The core players of Bitcoin have not surrendered - they are buying in.

CN
1 day ago
During the market correction, ETF holders, financial companies, and miners have shown strong resilience, quietly accumulating these structural buyers of Bitcoin.

Author: Bitcoin Magazine Pro

Translation: Plain Blockchain

This week, we jump straight into the topic because there is a lot to cover, and much of it is actually uplifting, considering the gloom of the past few months; this marks a turning point. The core question I want to explore is: After Bitcoin has dropped over 50% from its peak, do the performances of institutions, ETF holders, and miners meet expectations?

ETF Data

When you look at the dollar-denominated cumulative fund flows of ETFs, the number has indeed decreased, dropping from about $64 billion to around $55-56 billion. This may sound like a lot until you realize that much of this decline is due to the underlying price of Bitcoin falling, rather than actual capital outflow.

A more realistic way to observe this is to look at the flows denominated in BTC.

Figure 1: Cumulative flows of ETFs in BTC terms.

In Bitcoin terms, cumulative net inflows bottomed out at approximately 768,000 BTC and have recently been about 669,000 BTC, a decline of less than 13%. Think about this: Bitcoin has dropped 50% in price, while only just over 10% of the Bitcoin held by ETFs has flowed out. In contrast, short-term holders frequently traded hundreds of thousands of Bitcoins as the pullback began; the contrast is striking.

I don't want to overinterpret this, as not all ETF buyers are institutional participants (it's estimated that about 30% belong to this category). But the behavior of the broader group of holders speaks volumes: These individuals are not here for short-term trading. Many have a genuine long-term vision for Bitcoin, or at least a clear understanding of its risk attributes.

Looking at the recent daily flows of ETFs, as Bitcoin begins to rebound towards the $70,000 range, we have actually seen strong inflows for several consecutive days. Buyers are back, and they are acting without hesitation.

Figure 2: Daily flows of ETFs using a 28-day average.

Treasury Companies

There have been many rumors in recent weeks about Bitcoin treasury companies, suggesting that due to a significant drop in their stock prices, they would begin to capitulate and liquidate their positions to survive. This has not actually happened.

MicroStrategy continues to accumulate. Marathon Digital is also increasing its holdings. Overall, we have not seen significant outflows or any meaningful forced liquidation events.

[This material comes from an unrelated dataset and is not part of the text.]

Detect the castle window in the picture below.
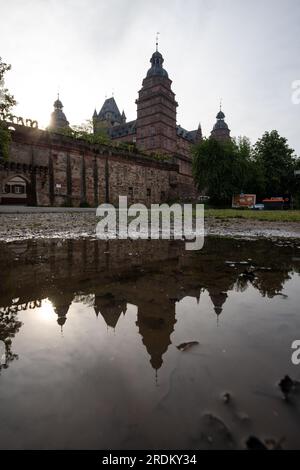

These companies possess large amounts of Bitcoin, and many had assumed they would become a source of selling pressure once conditions worsened, but the majority have chosen to hold their ground.

Figure 3: Despite a decline in stock prices, most of the leading publicly listed finance companies have retained or increased their BTC holdings.

Signals from Miners

In addition to ETFs and institutional players, miners are one of the often-underestimated signals in this market. Due to operating costs, they are highly sensitive to Bitcoin prices and typically continue to sell to pay expenses. Therefore, when they start holding coins, or when the hash rate begins to recover, it is very noteworthy.

Figure 4: Latest signals from the Bitcoin Hash Ribbon indicator.

The Bitcoin Hash Ribbon indicator (which tracks the relationship between 30-day and 60-day moving averages of hash rates) briefly gave a slight "capitulation" signal during the price drop. This is normal, as some miners temporarily reduce output due to unprofitability. However, what we have seen recently is a rapid recovery in the hash rate, with the short-term average crossing above the long-term average once again. Historically, this golden cross has been one of the most reliable long-term buy signals generated by Bitcoin.

Production Costs

I think there is another particularly compelling dimension right now: the electricity production cost of Bitcoin (the pure electricity cost required to mine one Bitcoin, excluding hardware costs).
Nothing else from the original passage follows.